Mijn gezicht brandde, mijn tranen stroomden onbedaarlijk. Ze wilden niet stromen, noch door het brandende gevoel, noch door de vernedering. Ik protesteerde constant: « Hung… ik voel me echt misselijk… », maar hij gaf niet op. In de slaapkamer viel hij, sloeg de deur dicht en liet me trillend op de bank achter.
Die nacht, in een koortsachtige razernij, drong de waarheid tot me door: de man die ik puur noemde, heeft nooit van me gehouden. Hij zag me nooit als een partner, alleen als een metgezel.
‘s Ochtends, onder de grond, is er geen ontkomen aan. Met trillende draden, maar stevig losgekoppeld, gescheurd, papieren verwijderd en weggehaald. Toen ik de woonkamer binnenkwam, zei ik onbewogen:
« Opgehangen, ik zal overleven. Ik zal niet meer leven. »
Voordat Hung arriveerde, kwam mijn schoonmoeder, mevrouw Lanh, met een bulderende stem uit de keuken gerend:
« Scheiden? Wie maak je bang? Dit huis is niet het soort plek waar je zomaar wegloopt! »
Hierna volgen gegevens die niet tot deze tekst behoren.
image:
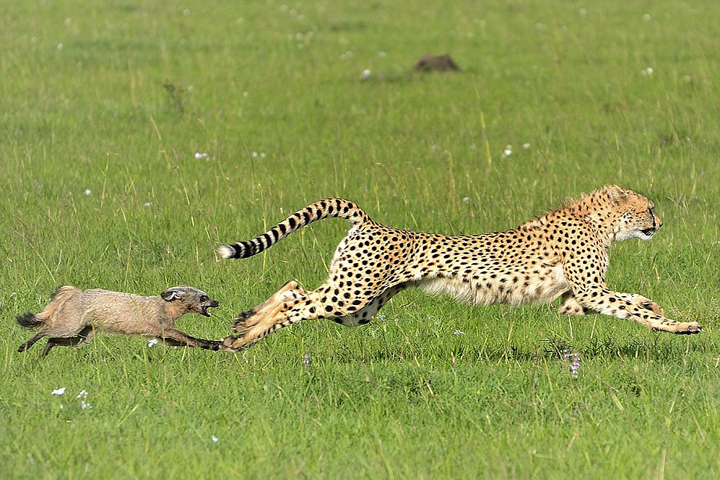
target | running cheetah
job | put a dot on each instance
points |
(563, 253)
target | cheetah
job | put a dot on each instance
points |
(563, 253)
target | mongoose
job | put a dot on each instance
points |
(73, 316)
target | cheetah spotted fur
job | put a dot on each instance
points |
(561, 254)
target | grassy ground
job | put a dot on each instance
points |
(103, 108)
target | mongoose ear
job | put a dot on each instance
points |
(170, 294)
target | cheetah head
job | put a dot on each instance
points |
(636, 216)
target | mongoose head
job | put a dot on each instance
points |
(190, 299)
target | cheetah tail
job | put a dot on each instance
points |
(328, 208)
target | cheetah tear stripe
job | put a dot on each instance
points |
(328, 208)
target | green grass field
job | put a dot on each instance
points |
(103, 108)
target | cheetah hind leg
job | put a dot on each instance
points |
(363, 316)
(248, 319)
(570, 306)
(647, 304)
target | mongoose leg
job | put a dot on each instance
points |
(32, 340)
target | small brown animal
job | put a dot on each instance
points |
(436, 63)
(73, 316)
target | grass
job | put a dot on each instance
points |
(104, 106)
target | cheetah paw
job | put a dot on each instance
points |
(689, 328)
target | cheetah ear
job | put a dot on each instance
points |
(170, 294)
(617, 195)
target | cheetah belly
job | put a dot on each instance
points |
(545, 286)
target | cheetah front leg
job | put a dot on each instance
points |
(623, 305)
(248, 319)
(281, 310)
(292, 304)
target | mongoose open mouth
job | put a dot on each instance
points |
(205, 308)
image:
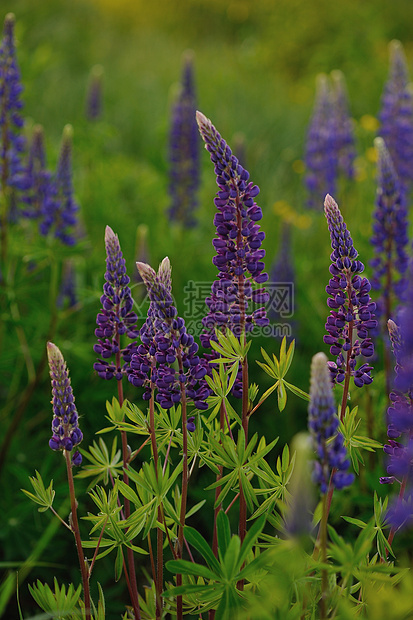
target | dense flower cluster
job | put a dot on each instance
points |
(65, 424)
(330, 146)
(400, 419)
(390, 236)
(238, 243)
(350, 303)
(116, 317)
(11, 121)
(396, 117)
(167, 358)
(60, 211)
(332, 462)
(184, 167)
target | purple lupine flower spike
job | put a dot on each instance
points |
(396, 117)
(167, 357)
(13, 144)
(40, 199)
(390, 238)
(184, 167)
(238, 243)
(116, 317)
(399, 447)
(349, 300)
(332, 462)
(65, 218)
(65, 424)
(94, 94)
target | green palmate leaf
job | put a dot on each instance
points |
(103, 465)
(223, 533)
(42, 496)
(195, 539)
(353, 442)
(281, 396)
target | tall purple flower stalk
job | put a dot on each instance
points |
(330, 147)
(184, 162)
(396, 117)
(390, 237)
(352, 310)
(332, 462)
(167, 357)
(399, 448)
(39, 200)
(116, 317)
(65, 424)
(12, 142)
(238, 244)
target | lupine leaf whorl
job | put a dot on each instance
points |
(350, 303)
(390, 238)
(323, 424)
(238, 243)
(116, 317)
(165, 344)
(65, 423)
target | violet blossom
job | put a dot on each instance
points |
(238, 244)
(13, 144)
(184, 168)
(396, 117)
(390, 238)
(352, 310)
(65, 424)
(167, 359)
(116, 318)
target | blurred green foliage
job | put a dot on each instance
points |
(255, 67)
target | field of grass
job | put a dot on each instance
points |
(256, 63)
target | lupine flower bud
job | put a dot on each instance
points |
(390, 237)
(116, 317)
(65, 424)
(396, 117)
(11, 122)
(165, 344)
(332, 462)
(184, 167)
(238, 243)
(350, 303)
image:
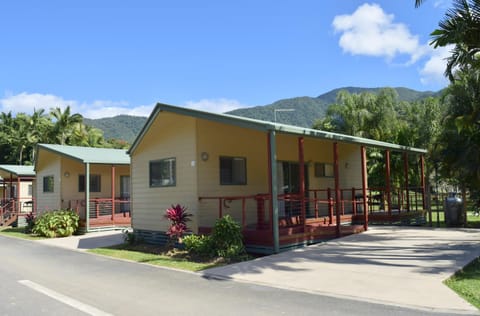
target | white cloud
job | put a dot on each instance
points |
(27, 102)
(434, 69)
(214, 105)
(372, 32)
(442, 4)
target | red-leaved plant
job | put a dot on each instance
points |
(178, 217)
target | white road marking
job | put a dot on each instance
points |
(90, 310)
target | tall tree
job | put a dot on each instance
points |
(461, 28)
(459, 143)
(64, 123)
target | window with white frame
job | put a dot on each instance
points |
(323, 170)
(163, 172)
(95, 183)
(233, 171)
(48, 184)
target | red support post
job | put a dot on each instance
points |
(301, 160)
(330, 206)
(244, 221)
(388, 187)
(405, 165)
(270, 181)
(364, 187)
(422, 180)
(19, 205)
(354, 202)
(337, 188)
(113, 193)
(220, 211)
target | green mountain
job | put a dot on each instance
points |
(305, 111)
(123, 127)
(308, 109)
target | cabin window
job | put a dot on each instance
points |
(163, 173)
(233, 171)
(95, 183)
(323, 170)
(48, 184)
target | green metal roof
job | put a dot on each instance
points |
(17, 170)
(267, 126)
(91, 155)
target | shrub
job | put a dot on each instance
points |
(30, 219)
(178, 217)
(227, 238)
(199, 245)
(129, 236)
(57, 223)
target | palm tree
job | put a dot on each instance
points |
(418, 3)
(461, 28)
(64, 123)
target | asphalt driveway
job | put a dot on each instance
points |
(389, 265)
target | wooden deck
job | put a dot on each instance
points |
(260, 239)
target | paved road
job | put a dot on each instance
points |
(391, 265)
(38, 279)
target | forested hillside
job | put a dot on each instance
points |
(122, 127)
(308, 109)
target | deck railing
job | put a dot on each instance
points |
(102, 207)
(317, 204)
(13, 208)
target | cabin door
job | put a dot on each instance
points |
(288, 179)
(125, 193)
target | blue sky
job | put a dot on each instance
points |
(105, 58)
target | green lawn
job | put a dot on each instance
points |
(18, 232)
(156, 256)
(466, 283)
(438, 219)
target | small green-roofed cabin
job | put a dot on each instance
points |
(103, 202)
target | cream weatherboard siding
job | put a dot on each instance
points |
(170, 136)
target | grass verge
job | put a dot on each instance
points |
(158, 256)
(18, 232)
(466, 283)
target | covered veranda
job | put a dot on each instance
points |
(313, 214)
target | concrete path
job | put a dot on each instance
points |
(387, 265)
(87, 241)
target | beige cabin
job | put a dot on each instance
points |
(217, 164)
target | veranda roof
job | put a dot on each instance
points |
(16, 170)
(267, 126)
(90, 155)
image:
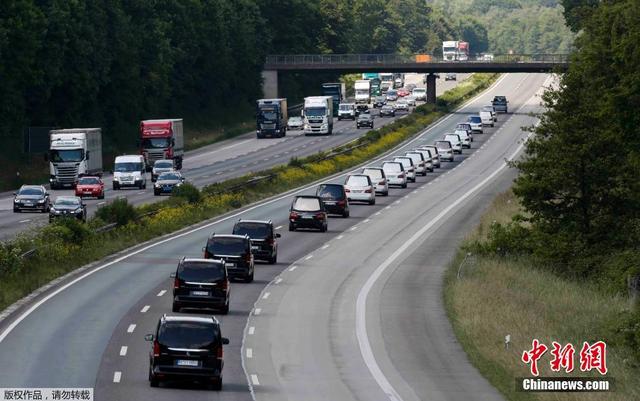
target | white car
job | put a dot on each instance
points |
(428, 160)
(360, 188)
(435, 157)
(409, 168)
(487, 118)
(394, 171)
(464, 138)
(418, 162)
(445, 150)
(455, 141)
(379, 179)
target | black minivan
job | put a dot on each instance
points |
(187, 348)
(334, 198)
(235, 250)
(201, 284)
(264, 244)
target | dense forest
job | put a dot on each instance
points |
(521, 26)
(111, 63)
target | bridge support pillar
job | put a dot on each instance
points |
(431, 88)
(270, 84)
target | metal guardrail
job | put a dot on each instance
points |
(395, 59)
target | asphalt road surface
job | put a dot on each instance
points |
(352, 314)
(215, 163)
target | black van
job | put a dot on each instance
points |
(202, 284)
(187, 348)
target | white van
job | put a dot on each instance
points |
(129, 171)
(487, 118)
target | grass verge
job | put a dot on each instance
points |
(499, 296)
(67, 245)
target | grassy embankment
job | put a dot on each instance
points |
(65, 246)
(497, 296)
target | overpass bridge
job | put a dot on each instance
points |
(359, 63)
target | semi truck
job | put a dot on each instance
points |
(338, 91)
(363, 91)
(271, 117)
(318, 115)
(162, 139)
(74, 153)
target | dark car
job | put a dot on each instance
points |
(68, 206)
(307, 212)
(235, 250)
(31, 197)
(166, 182)
(201, 284)
(387, 111)
(379, 101)
(187, 348)
(500, 104)
(264, 244)
(334, 198)
(364, 120)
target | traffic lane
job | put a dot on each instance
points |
(48, 321)
(317, 306)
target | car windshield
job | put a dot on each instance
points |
(188, 335)
(127, 167)
(306, 204)
(31, 191)
(358, 181)
(200, 272)
(330, 191)
(226, 246)
(62, 156)
(374, 173)
(67, 202)
(156, 143)
(88, 181)
(253, 230)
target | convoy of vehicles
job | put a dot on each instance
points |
(73, 153)
(271, 118)
(162, 139)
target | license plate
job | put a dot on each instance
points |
(187, 362)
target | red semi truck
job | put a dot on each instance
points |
(162, 139)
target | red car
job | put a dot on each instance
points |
(91, 187)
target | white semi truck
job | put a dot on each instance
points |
(318, 115)
(74, 153)
(363, 91)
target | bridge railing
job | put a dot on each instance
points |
(395, 59)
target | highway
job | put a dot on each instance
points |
(215, 163)
(352, 314)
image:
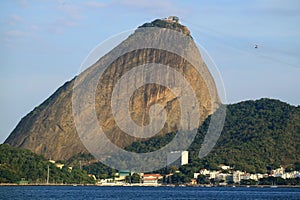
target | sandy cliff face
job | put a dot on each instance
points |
(50, 129)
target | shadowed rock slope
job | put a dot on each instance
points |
(50, 129)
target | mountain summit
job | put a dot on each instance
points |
(50, 128)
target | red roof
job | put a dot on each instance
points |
(152, 176)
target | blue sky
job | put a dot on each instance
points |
(43, 43)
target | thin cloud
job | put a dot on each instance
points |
(156, 7)
(71, 10)
(95, 4)
(16, 33)
(23, 3)
(14, 20)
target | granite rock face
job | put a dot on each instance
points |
(50, 128)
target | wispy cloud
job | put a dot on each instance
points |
(14, 20)
(157, 7)
(23, 3)
(95, 4)
(16, 33)
(70, 10)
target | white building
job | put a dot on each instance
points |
(178, 158)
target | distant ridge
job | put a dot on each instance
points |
(49, 129)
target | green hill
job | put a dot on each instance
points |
(257, 135)
(17, 164)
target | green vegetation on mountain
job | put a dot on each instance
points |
(22, 164)
(257, 136)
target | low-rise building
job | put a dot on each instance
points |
(151, 179)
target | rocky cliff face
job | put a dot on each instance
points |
(50, 129)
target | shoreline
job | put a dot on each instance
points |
(141, 185)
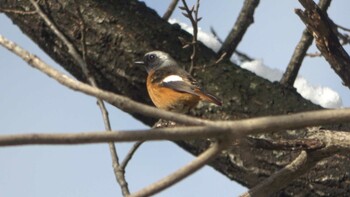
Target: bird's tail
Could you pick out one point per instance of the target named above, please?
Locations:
(209, 97)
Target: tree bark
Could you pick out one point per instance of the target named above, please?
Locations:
(119, 32)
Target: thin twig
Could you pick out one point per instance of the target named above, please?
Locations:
(326, 39)
(130, 154)
(82, 63)
(183, 172)
(299, 53)
(192, 15)
(21, 12)
(231, 129)
(170, 9)
(242, 56)
(274, 123)
(278, 180)
(244, 20)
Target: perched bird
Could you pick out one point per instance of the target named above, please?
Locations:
(170, 87)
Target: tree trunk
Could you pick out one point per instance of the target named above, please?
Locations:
(119, 32)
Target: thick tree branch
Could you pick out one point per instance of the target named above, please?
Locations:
(231, 129)
(183, 172)
(321, 27)
(244, 20)
(122, 102)
(113, 44)
(278, 180)
(300, 50)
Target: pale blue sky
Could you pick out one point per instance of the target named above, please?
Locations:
(32, 102)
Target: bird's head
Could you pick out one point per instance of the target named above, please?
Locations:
(156, 59)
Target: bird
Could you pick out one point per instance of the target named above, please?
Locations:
(170, 87)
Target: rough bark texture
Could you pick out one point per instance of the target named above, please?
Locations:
(324, 31)
(120, 32)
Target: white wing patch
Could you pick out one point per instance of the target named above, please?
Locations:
(172, 78)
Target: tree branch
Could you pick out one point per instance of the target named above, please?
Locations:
(82, 63)
(170, 9)
(244, 20)
(278, 180)
(183, 172)
(321, 27)
(300, 50)
(192, 15)
(119, 101)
Ze lieten mij de plek zien en begonnen nog harder te schreeuwen:
« Als je weggaat, ga je op straat bedelen. Niemand zal een vrouw hebben die zo nutteloos is als jij! »
Het was wéér een klap in mijn gezicht, maar deze keer deed het geen pijn. Ik richtte me op, staarde hem aan en zei kalm:
“Bedelen op straat is nog steeds mogelijk, in plaats van de schaduw van de familie te zijn.”